Copyright and Design
Just as copyright laws protect songs, movies, and books, these laws also protect the designs and content across the web platform. Copyright refers to the owner's control his content, to permit anybody to reproduce the work. Designs including the colors, links, graphics, and even the back end coding of a web sites are protected by copyright.
Internet Copyright Issues and Design
You have a web site or have plans for a new one. You have bookmarked designs to be used from different web sites. Before you know it, you have a full-fledged web site full of designs created by another designer. It is best to make sure the designs are original, or carry the license to reproduce rather than risking a copyright infringement issue. Using other web designs without the expressed written consent of the designer could put you in violation of copyright law.
A company has a contract with a third party for their web design. The company provides information to the designer–the targets, philosophy, color and links to be used in the site. Even with their involvement with the design process, they may not own the copyright to their design. The copyright belongs to the designer unless an agreement (valid and written contract) has been signed, and transfers the rights to the company.
Protecting Yourself from Internet Copyright Issues as a Web Designer
A written contract should be signed before the completion of the design process and project development begins. Without a clause in the contract releasing liability from the designer, he or she may be the one liable for infringement issues, rather than the company the site was designed for.
Other Internet Copyright Issues for Designers
A designer who creates a designer for the company he works for, does not retain copyright, under the "Work for Hire" guidelines. Anything taken from public domain does not retain copyright for the designer, or the party it is being designed for.

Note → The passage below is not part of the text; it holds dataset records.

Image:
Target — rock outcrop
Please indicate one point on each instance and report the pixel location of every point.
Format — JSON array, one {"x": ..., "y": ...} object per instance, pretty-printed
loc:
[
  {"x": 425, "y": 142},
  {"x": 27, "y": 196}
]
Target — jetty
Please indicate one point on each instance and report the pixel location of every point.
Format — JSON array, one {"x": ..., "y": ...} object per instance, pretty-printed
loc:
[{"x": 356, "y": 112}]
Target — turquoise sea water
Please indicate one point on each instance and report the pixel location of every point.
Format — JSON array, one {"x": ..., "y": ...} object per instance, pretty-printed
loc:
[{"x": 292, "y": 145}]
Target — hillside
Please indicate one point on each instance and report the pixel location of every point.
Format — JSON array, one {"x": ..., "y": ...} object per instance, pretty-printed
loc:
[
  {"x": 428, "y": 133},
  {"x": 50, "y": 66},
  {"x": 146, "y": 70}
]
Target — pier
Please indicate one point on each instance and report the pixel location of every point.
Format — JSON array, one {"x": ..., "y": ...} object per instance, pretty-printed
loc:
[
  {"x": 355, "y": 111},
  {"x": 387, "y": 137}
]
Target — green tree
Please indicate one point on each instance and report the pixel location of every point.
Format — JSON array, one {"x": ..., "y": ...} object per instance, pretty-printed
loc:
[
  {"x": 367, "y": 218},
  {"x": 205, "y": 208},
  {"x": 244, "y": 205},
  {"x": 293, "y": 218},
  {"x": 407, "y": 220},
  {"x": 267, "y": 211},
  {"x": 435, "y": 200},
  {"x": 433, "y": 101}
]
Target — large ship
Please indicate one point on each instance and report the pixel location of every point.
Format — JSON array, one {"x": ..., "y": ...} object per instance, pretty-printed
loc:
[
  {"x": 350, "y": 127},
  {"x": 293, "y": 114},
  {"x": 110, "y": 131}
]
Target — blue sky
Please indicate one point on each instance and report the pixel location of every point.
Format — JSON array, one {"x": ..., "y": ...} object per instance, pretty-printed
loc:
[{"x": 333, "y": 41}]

Avoid Internet Copyright Issues with a Contract
It is best for the designer and the site owner to have a binding and signed agreement. The rights, duration, obligation and deadline should be mentioned clearly in the contract. Some of the benefits of this contract are
- It saves time and money on legal cases.
- There is an agreement to refer to in case of doubts.
- There is mutual trust and respect between the designer and site owner.
- The designer and owner may be able to work together on future projects and the designer would be able to upgrade the site continuously.
Why this is Important
This is important for designers because it protects the original works of one designer from unauthorized use by another. If you are designing a web site, you need to be fully aware of the Internet copyright issues that can arise from using any portion of another web site to assist you in the creation of your project.
This is important for clients and people who wish to have a web site designed so they can be aware of the Internet copyright issues they may face with their designer, during and after the completion of their project.
Things to Remember
- Always create original work. If you must use something to assist you, make sure you are using something with free distrubtion and reproduction rights, or that you have documented license of use from the original author. If you are unsure, always give credit somewhere on the web site design.
- Always document your creations and file ownership with the United States Copyright, Patent, and Trademark office to ensure complete legal protection.
- Designers may get caught in the cross-fire if a site owner is found to have infringed on another party's rights. Make sure you include a clause in the contract to release all liability, and make sure the client understands what this means. Anyone using a third party designer should take it upon themselves to research and look for infringement possibilities prior to accepting the project as completed.